Die neuen Meinungsumfragen haben auch gezeigt, dass in der Türkei eine Mehrheit mittlerweile EU-skeptisch eingestellt ist. Wie kam es dazu?
Yenel: Der Grund ist einfach: Die Bevölkerung verfolgt die Entwicklung in der EU nun genauer. Und sie hört auch jene Stimmen, die gegen einen Beitritt ihres Landes sind. Das verstehen die Menschen nicht, weil die Türkei alle Kriterien erfüllt hat. Tatsächlich wird ja ein großer Unterschied zu den letzten zehn Beitritten gemacht. Damals wurde von Seiten der Regierungen der Europäischen Union klar gestellt, dass man diese Mitglieder will und dass man alles dafür unternehmen werde, diese Länder darauf gut vorzubereiten. Im Fall der Türkei wird hingegen signalisiert, dass man dieses Land eigentlich nicht will. Man will sich nur nicht über die eigenen Versprechungen in der Vergangenheit hinwegsetzen.

Wenn Sie nun behaupten, dass es kein Herzensanliegen der EU ist, die Türkei aufzunehmen und gleichzeitig auch die Türken das selbst nicht mehr wollen: Warum wird dann nicht nach Alternativen gesucht?
Yenel: Das kann natürlich passieren. Etwa dann, wenn es bis zum Ende dieses Jahres keine Einigung über die Zypern-Frage gibt. Unsere Regierung wird natürlich versuchen, den Weg in die EU fortzusetzen. Wir glauben daran, dass die Europäische Union eine Erfolgsstory ist. Und wir wollen ein Teil davon sein. Aber wenn es weiterhin so unlogische Konfrontationen gibt, werden wir sehen, was geschieht.

Derzeit wird über eine Öffnung der türkischen Häfen für zypriotische Schiffe gestritten. Ist es dieser Konflikt wert, die Beitrittsverhandlungen aufs Spiel zu setzen?
Yenel: So weit sollte es nicht kommen. Wir werden alles versuchen, das zu lösen. Die Zypern-Frage müsste eigentlich getrennt von den Beitrittsverhandlungen beraten werden. Leider versucht aber die zypriotische Regierung alles, um unsere Verhandlungen als Geisel für ihre Interessen zu nehmen. Wir wollen unsere Häfen nicht öffnen, solange der Norden Zyperns weiterhin isoliert wird. Wir wollen, dass die EU den Druck auf die griechische Seite erhöht, zurück auf den Verhandlungstisch zu kommen.

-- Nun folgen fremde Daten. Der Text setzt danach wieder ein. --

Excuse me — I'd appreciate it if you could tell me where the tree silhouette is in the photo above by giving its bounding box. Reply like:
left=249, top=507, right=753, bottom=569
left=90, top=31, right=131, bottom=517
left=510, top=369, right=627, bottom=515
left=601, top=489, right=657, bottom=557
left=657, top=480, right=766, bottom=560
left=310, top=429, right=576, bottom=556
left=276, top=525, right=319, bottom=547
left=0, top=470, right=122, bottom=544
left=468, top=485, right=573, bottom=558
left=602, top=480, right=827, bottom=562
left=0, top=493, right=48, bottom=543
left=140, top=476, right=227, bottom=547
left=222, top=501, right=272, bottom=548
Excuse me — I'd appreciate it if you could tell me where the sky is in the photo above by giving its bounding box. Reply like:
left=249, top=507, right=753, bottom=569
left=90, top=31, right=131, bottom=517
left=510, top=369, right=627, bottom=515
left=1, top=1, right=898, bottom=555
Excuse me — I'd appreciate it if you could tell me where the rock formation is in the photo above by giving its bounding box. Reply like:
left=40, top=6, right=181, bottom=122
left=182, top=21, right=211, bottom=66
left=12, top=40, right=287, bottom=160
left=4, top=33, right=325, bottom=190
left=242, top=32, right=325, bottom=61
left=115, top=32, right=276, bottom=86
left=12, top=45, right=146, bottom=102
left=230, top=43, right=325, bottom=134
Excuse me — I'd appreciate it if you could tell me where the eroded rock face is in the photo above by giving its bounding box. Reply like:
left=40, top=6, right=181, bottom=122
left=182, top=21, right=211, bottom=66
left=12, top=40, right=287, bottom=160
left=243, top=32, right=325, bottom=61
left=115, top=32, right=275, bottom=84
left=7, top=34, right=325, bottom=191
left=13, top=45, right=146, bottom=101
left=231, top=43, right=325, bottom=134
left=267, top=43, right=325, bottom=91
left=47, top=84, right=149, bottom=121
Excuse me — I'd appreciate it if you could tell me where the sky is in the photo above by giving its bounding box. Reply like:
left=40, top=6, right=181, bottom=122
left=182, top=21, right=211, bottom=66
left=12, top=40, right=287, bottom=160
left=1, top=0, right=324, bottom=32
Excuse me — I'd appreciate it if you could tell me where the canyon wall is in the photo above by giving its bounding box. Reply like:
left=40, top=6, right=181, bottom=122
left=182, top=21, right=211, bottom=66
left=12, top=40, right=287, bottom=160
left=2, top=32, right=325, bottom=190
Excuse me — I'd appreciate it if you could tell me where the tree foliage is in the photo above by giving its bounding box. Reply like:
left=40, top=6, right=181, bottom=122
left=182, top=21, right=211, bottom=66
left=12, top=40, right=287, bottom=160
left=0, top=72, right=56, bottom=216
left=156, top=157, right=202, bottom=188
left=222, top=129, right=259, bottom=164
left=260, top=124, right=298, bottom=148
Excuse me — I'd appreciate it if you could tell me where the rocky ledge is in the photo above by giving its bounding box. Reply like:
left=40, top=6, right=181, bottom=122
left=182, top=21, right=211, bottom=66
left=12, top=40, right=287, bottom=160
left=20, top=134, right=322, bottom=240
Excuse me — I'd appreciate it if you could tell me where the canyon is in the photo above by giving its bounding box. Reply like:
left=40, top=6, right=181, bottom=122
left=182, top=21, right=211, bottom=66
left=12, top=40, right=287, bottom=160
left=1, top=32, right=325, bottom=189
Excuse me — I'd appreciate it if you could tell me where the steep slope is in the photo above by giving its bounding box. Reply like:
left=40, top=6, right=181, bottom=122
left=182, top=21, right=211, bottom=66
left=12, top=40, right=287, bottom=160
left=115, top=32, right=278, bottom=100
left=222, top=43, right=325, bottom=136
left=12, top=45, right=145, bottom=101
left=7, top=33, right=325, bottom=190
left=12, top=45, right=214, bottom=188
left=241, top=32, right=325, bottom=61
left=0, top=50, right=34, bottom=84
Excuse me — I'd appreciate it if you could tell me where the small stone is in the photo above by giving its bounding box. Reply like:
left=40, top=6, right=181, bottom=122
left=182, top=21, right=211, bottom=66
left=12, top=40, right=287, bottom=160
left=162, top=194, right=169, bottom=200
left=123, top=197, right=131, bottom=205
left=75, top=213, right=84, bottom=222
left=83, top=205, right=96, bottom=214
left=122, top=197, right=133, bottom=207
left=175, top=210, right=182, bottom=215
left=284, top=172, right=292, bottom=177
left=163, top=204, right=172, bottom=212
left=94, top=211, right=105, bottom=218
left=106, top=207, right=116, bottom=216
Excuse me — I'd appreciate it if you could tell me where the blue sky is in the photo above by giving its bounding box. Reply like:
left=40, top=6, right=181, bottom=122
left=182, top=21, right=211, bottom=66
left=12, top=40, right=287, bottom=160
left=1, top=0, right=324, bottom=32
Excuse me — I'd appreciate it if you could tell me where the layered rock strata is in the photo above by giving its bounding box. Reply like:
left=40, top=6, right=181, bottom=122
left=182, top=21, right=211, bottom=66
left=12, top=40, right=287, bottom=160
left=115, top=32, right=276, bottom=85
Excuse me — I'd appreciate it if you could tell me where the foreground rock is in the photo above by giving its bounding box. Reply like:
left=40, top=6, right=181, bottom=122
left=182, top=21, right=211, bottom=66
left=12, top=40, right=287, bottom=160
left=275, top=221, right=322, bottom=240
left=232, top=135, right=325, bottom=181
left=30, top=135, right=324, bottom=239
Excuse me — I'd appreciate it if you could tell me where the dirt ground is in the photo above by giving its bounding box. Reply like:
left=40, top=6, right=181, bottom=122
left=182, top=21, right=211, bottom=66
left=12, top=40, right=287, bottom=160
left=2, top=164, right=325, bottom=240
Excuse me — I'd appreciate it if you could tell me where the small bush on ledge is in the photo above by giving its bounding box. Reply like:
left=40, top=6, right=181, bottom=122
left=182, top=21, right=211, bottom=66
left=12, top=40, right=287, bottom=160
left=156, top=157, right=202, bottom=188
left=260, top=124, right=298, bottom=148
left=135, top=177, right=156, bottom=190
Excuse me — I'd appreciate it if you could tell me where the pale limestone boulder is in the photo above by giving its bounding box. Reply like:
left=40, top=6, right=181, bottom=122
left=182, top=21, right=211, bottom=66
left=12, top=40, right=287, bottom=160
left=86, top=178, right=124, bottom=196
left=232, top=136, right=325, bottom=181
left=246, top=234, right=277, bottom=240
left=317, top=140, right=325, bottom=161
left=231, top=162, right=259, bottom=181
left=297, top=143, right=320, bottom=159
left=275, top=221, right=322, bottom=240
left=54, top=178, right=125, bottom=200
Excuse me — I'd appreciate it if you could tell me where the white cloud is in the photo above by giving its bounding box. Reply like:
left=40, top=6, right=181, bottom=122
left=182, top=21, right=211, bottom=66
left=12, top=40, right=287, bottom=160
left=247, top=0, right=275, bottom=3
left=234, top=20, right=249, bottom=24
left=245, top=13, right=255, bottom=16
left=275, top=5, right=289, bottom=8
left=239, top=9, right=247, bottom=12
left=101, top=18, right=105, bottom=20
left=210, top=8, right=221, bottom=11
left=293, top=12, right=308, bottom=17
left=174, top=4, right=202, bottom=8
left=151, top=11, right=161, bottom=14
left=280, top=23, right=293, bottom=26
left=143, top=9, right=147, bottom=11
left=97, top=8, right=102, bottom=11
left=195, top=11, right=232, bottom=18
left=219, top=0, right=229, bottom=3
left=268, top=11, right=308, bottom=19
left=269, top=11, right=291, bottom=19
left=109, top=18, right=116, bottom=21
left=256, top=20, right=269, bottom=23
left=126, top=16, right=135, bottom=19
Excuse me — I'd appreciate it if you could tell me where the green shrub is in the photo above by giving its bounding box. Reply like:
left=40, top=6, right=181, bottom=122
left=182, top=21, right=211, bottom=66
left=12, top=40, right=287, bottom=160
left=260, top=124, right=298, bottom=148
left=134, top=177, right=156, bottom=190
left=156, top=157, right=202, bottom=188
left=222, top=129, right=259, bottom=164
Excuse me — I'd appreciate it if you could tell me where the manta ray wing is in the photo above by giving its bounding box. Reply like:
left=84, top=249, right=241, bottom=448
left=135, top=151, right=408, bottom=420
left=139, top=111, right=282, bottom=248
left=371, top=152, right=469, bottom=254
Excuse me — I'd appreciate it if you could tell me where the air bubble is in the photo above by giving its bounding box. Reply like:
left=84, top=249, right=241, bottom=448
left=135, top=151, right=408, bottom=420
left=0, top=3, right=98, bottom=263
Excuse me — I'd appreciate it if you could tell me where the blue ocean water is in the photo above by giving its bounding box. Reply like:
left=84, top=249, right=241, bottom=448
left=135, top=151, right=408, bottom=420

Selim Yenel ist seit Jänner türkischer Botschafter in Wien. Der studierte Politikwissenschaftler wurde 1956 in Istanbul geboren. Seit 1979 arbeitet er für das Türkische Außenministerium. Ab 1994 war Yenel Mitglied der Ständigen Vertretung der Türkei bei der EU, seit 1999 war er im Außenministerium in der Abteilung für EU-Angelegenheiten tätig.